Published online Aug 27, 2023. doi: 10.4254/wjh.v15.i8.973
Peer-review started: May 27, 2023
First decision: June 14, 2023
Revised: June 19, 2023
Accepted: July 19, 2023
Article in press: July 19, 2023
Published online: August 27, 2023
Hepatitis C virus (HCV) is defined as a public health problem by the World Health Origination (WHO) and since then has defined targets through the HCV elimination.
The South region of Brazil is responsible for the highest detection rate of confirmed HCV infection in the country and also for the highest mortality rate, with higher rates than national data. Within this region, the city of Porto Alegre, in 2020 was the second capital with the highest HCV detection rate, and in 2021 the first, even higher than the national rate.
To define the continuity of care or treatment cascade for patients with chronic HCV infection at the Hospital Nossa Senhora da Conceição (HNSC) and to define sociodemographic variables that influence follow-up between each step of the cascade.
With the retrospective cohort design, patients diagnosed with HCV infection in the period between January 1, 2015 and December 31, 2020 were included. Data from HCV notification forms, electronic medical records, Computerized Laboratory Environment Manager System and Medicine Administration System (evaluation of special medications) were collected in 2022 and all information up to that period was considered. The data were analyzed with IBM SPSS version 25, and Poisson regression with robust simple variance was performed for analysis of variables in relation to each step of the cascade. Variables with P < 0.20 were included in the multivariate analysis with P < 0.05 considered significant. Pearson’s chi-square test was applied to compare the groups of patients who persisted in follow-up at the HNSC and who underwent follow-up at other locations.

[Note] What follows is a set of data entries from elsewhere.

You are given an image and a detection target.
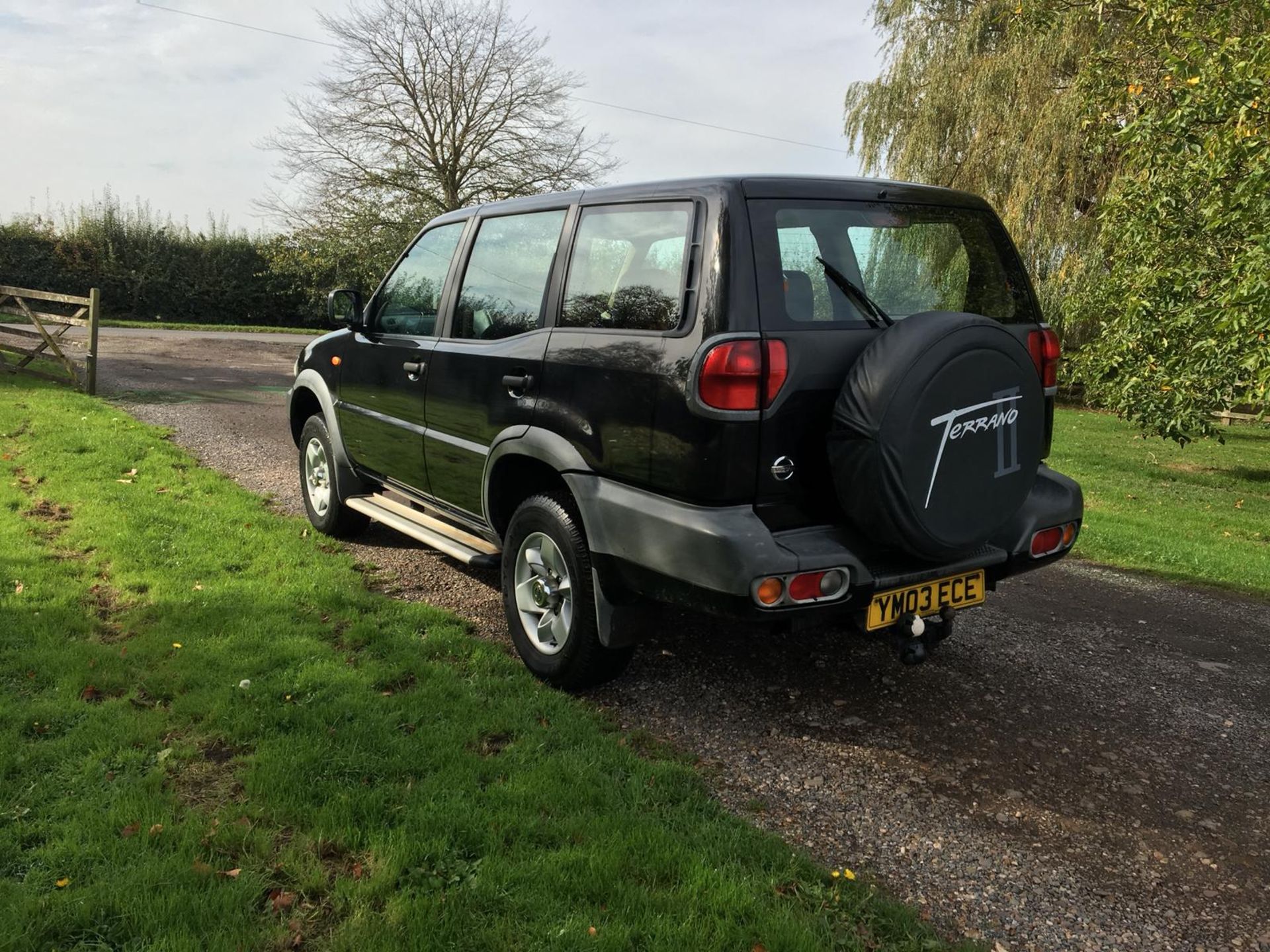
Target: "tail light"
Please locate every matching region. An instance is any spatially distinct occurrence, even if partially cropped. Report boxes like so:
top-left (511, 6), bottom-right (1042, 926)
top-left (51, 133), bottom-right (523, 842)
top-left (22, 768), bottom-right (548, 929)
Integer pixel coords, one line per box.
top-left (697, 340), bottom-right (788, 410)
top-left (1027, 327), bottom-right (1063, 389)
top-left (1031, 522), bottom-right (1080, 559)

Results were lower than expected by the WHO with only 49% of candidates receiving HCV treatment and only 29% achieving sustained virologic response (SVR), despite the 98% response rate to direct acting antivirals documented by follow-up examination. The city of origin and the place of follow-up were the variables associated with SVR and all other endpoints. When comparing the cascade of patients who remained assisted by the HNSC vs external patients, we observed superior data for HNSC patients in the SVR. Patients from the countryside and metropolitan region were mostly assisted at the HNSC and the specialized and continuous care provided at the HNSC was associated with superior results, although the outcomes remain far from the goals set by the WHO.
This study identified that the sociodemographic characteristics of patients diagnosed with HCV infection at the HNSC are similar to regional and national data. It was also possible to stratify relevant risk factors for patients failing to proceed along the treatment cascade, thereby elucidating potential targeted strategies to improve care. According to the results of the hepatitis treatment at the HNSC, the importance of specialized care was highlighted. To make hepatitis treatment more accessible to patients in the countryside and metropolitan area, teams need to be properly trained.
We have the perspective that other places carry out their HCV cascade of care for stratification of local risk factors, thus helping to eliminate hepatitis C.